The records that matter most are the ones created immediately after the incident — incident reports, captain’s reports, witness statements, photographs and video, deck and engine logs, maintenance records, medical and evacuation records, and communications (text, email, radio). These records disappear quickly. Preserving them in the first hours and days is one of the most important steps in any Jones Act case.
KEY TAKEAWAYS
- Maritime injury cases live and die on contemporaneous records.
- The five categories that matter: status/employment, incident, vessel/voyage, medical, and chemical-testing records.
- Do not give a recorded statement to your employer’s insurance carrier without your own lawyer present.
- Photographs and video of the scene, equipment, and any injury are uniquely valuable. Take them if you safely can.
- Maintenance and repair records of the equipment involved in the incident are often the single most important documentary evidence.
Why Evidence Matters So Much
Maritime injury cases are documents-driven. The vessel maintains logs and reports. The crew creates statements, JSAs, and safety meeting records. The company runs an internal investigation. Coast Guard reporting and chemical testing add further layers. Two to three years from now, when the case is in trial preparation, the question will be: what records exist, and what do they say?
The records that matter most are usually the ones created in the first hours and days. Many of them — text messages, voicemail, vessel CCTV, draft incident reports, daily communications — disappear quickly. The earlier you act, the better your evidence record.
Five Categories of Records to Preserve
1. Status and Employment Records
Because seaman status is frequently disputed, all records showing the worker’s relationship to the employer, the vessel, and any fleet matter:
- personnel file;
- offer letter or contract;
- job description;
- payroll records and time records;
- hitch schedules;
- crew rosters;
- vessel assignments and voyage history;
- training records.
These materials bear directly on whether the worker had the substantial vessel connection required by Chandris and whether the defendant is the proper Jones Act employer.
2. Incident and Liability Records
Materials showing how the incident occurred and what the onboard condition was at the time:
- incident reports;
- captain’s or master’s reports;
- witness statements;
- photographs and video;
- emails, text messages, and radio communications;
- safety meeting records;
- job safety analyses (JSAs);
- permit records;
- inspection records;
- maintenance and repair records;
- post-incident corrective-action documents.
3. Vessel and Voyage Records
Where the event may constitute a reportable marine casualty, voyage records become especially important:
- deck logs;
- engine logs;
- bell books;
- navigation charts;
- radio logs;
- crew lists;
- official logbooks;
- any other vessel records relevant to the incident.

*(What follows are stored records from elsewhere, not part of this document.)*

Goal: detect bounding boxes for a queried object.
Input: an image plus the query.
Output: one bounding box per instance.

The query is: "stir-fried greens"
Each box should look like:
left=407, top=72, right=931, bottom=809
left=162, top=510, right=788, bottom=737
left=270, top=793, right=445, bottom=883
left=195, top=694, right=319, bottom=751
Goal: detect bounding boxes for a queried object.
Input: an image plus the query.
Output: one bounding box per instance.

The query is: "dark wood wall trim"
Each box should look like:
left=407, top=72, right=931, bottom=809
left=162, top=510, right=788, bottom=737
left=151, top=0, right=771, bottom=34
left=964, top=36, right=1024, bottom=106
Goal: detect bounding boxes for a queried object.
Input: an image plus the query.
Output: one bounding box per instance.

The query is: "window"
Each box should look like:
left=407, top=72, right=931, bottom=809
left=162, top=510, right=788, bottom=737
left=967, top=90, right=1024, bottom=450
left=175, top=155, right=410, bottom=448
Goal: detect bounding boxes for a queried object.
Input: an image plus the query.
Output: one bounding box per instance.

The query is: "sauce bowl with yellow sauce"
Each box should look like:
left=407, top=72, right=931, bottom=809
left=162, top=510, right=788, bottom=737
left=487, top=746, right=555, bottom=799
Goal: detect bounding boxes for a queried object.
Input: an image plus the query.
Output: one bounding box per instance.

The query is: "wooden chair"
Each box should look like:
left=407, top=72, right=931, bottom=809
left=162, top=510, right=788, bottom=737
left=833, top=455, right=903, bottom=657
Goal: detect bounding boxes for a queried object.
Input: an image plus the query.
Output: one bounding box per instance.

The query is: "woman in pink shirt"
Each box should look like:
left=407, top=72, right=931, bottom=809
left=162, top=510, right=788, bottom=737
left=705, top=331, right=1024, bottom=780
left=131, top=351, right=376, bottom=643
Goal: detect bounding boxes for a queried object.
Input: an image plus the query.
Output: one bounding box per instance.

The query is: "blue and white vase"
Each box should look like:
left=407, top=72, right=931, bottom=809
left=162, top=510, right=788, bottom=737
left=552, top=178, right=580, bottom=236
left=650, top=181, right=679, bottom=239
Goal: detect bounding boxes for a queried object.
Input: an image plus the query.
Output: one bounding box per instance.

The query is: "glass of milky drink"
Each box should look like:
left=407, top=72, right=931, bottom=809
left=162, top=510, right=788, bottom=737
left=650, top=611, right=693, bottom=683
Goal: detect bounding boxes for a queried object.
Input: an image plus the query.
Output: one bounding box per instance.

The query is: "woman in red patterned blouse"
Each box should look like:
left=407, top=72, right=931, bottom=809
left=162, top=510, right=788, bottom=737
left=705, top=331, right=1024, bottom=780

4. Medical and Damages Records
On the damages side:
- onboard treatment notes;
- medic logs;
- telemedical consultation records;
- evacuation or transfer records;
- EMS records;
- hospital records and imaging;
- prescriptions;
- work restrictions and disability notes;
- wage and benefit records;
- any maintenance-and-cure communications, payments, or denials.
5. Drug and Alcohol Testing Records
If the incident is or may become a serious marine incident, chemical testing of directly involved personnel may be required. Test results, refusals, and protocol issues all become part of the record. Chain-of-custody documentation matters.
What to Do in the First 72 Hours
- Get medical attention. Do not minimize the injury. Tell the medical provider how the injury happened.
- Report the injury in writing if you can. Keep a copy.
- Identify witnesses. Get names, contact information, and what they saw.
- Photograph and video the scene, equipment, and any injury — if you safely can.
- Save text messages, emails, and any communications about the incident.
- Do not give a recorded statement to your employer’s insurance carrier without your own lawyer.
- Keep copies of every form, payment stub, and communication you receive after the injury.
- Call a maritime lawyer.
Bottom Line
The single most important thing you can do after an offshore injury — after getting medical care — is preserve the record. Phone calls, photographs, screenshots, copies of paperwork. The case you build later starts in the first 72 hours.
Frequently Asked Questions
Q1. I can’t get to the vessel logs myself. Is that a problem?
No. Once a maritime lawyer is involved, the appropriate preservation letters can be sent to the employer, the vessel owner, the insurer, and other custodians. The earlier this happens, the better.
Q2. I’ve already given a recorded statement. What do I do?
Stop. Do not give any further recorded statements. Call a maritime lawyer. We work with the record we have.
Q3. Can the employer destroy or hide records?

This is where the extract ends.